Untouchable
Quite ugly and distasteful, I must seem to
you, with hungry eyes that will lap up every detail even in darkness, and ears
that talk to the silence; I must seem so horrible, with hair that touches the
mountains, and fingers that wish to devour every crevice in the past present
and future that shelters secrets deeper than time. There is no hope, you say,
for someone like me, around whom a sea of the thickest waters forms an immortal
vortex. You say I am dirty, with morsels of stars stuck in my teeth, and feet
contaminated by the sewage of many unborn races. An untouchable - because I
have touched too much.
I am shunned from your society, told to
drink my wine quietly and sit in the corner of the dark abbey no one walks in.

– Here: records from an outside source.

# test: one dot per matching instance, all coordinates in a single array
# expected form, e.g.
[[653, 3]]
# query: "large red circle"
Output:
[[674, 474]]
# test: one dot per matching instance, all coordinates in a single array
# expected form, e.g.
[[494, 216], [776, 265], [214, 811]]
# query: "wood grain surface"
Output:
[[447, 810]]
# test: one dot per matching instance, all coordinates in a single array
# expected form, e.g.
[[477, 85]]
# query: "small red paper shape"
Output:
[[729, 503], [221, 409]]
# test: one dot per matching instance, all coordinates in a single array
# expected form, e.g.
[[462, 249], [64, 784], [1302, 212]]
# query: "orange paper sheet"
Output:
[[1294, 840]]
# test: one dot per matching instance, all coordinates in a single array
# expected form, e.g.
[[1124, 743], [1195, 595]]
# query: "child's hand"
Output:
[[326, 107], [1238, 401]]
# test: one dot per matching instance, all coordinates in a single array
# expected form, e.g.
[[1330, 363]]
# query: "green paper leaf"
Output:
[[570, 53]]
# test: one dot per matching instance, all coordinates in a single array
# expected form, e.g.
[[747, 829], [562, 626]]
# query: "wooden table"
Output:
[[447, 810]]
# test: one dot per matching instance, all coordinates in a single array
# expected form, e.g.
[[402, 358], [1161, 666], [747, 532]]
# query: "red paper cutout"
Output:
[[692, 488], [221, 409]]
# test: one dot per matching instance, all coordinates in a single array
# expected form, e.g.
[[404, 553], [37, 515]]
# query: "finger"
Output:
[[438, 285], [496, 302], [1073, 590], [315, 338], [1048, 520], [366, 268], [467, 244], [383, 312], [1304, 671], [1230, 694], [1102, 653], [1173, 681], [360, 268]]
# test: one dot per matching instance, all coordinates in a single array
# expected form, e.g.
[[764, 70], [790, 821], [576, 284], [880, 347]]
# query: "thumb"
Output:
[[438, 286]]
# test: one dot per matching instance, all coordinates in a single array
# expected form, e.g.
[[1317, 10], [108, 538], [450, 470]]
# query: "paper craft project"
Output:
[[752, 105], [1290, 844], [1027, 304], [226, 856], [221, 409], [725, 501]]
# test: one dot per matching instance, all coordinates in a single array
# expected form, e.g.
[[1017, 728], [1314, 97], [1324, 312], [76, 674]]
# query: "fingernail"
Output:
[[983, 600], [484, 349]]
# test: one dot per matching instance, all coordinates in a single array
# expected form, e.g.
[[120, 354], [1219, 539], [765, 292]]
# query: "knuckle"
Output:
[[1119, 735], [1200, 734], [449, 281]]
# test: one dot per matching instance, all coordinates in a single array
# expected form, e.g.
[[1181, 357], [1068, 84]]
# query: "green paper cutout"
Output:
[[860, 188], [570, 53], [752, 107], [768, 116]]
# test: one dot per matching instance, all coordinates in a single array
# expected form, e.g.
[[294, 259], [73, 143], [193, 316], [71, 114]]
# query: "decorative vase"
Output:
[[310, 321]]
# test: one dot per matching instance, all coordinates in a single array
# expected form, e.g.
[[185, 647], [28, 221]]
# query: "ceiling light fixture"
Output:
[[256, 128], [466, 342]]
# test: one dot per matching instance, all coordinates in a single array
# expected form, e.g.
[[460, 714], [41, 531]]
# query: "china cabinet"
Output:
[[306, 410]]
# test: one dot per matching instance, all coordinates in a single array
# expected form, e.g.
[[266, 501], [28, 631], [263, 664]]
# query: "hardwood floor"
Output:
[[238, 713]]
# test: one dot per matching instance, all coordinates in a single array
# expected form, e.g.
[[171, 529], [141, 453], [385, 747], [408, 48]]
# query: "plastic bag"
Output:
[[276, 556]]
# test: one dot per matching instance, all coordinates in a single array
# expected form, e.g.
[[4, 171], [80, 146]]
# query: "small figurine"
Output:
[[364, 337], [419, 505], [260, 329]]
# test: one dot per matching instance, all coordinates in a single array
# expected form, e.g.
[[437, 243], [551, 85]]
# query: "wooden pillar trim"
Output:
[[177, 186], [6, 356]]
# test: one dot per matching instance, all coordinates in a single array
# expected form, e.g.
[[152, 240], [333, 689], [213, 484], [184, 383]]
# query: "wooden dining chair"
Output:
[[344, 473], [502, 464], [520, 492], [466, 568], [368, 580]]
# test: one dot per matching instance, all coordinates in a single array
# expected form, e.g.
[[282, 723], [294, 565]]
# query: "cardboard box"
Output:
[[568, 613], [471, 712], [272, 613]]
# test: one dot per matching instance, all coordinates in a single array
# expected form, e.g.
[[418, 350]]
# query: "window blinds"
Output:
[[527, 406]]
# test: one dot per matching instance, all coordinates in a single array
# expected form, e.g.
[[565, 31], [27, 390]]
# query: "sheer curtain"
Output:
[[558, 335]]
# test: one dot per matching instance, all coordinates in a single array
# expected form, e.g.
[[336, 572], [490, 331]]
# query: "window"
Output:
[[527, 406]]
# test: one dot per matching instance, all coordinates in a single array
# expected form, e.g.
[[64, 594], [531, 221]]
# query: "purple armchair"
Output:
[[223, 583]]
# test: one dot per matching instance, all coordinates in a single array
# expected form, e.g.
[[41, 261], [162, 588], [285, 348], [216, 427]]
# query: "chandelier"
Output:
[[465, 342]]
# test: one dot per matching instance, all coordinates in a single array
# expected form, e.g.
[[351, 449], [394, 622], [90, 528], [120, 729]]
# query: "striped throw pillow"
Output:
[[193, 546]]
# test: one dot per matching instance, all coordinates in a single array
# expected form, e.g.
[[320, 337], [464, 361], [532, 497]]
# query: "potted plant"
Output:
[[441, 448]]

So I sit, sipping on that wine, that old, old wine, that once ran through the
veins of gods, and think about how I can roar into your faces and tell you of
my adventures. I think, but then slump defeated, because I realize I don't have
a sword strong enough to slice through your thick skin of truth. As you suck
the honeybees dry and squeeze all the milk from the cattle and drain the
lifeforce of the earth, I will hide under these covers and think of better
things. Now and then you will throw me a bone of nutrition, so I do not die,
because you are honourable people, who have rid the world of starvation. A
little child may perhaps steal into the dark abbey to observe my ways for a
moment, and he will marvel at how perverse I am, and how much I stink of
faraway places, and maybe try and push a tiny plump finger into my arm. He will
then jump up in pain and astonishment, and will run - at the speed of light -
to his parents, and tell them of how he witnessed the creature with volcanoes
beneath her skin.
I hide my little vials of love - multicoloured
and marvellous - beneath the folds of my heart, easy to access in case of
immediate need.
Further and further I sink into the smouldering
concrete, as I struggle to keep my nose to the sky.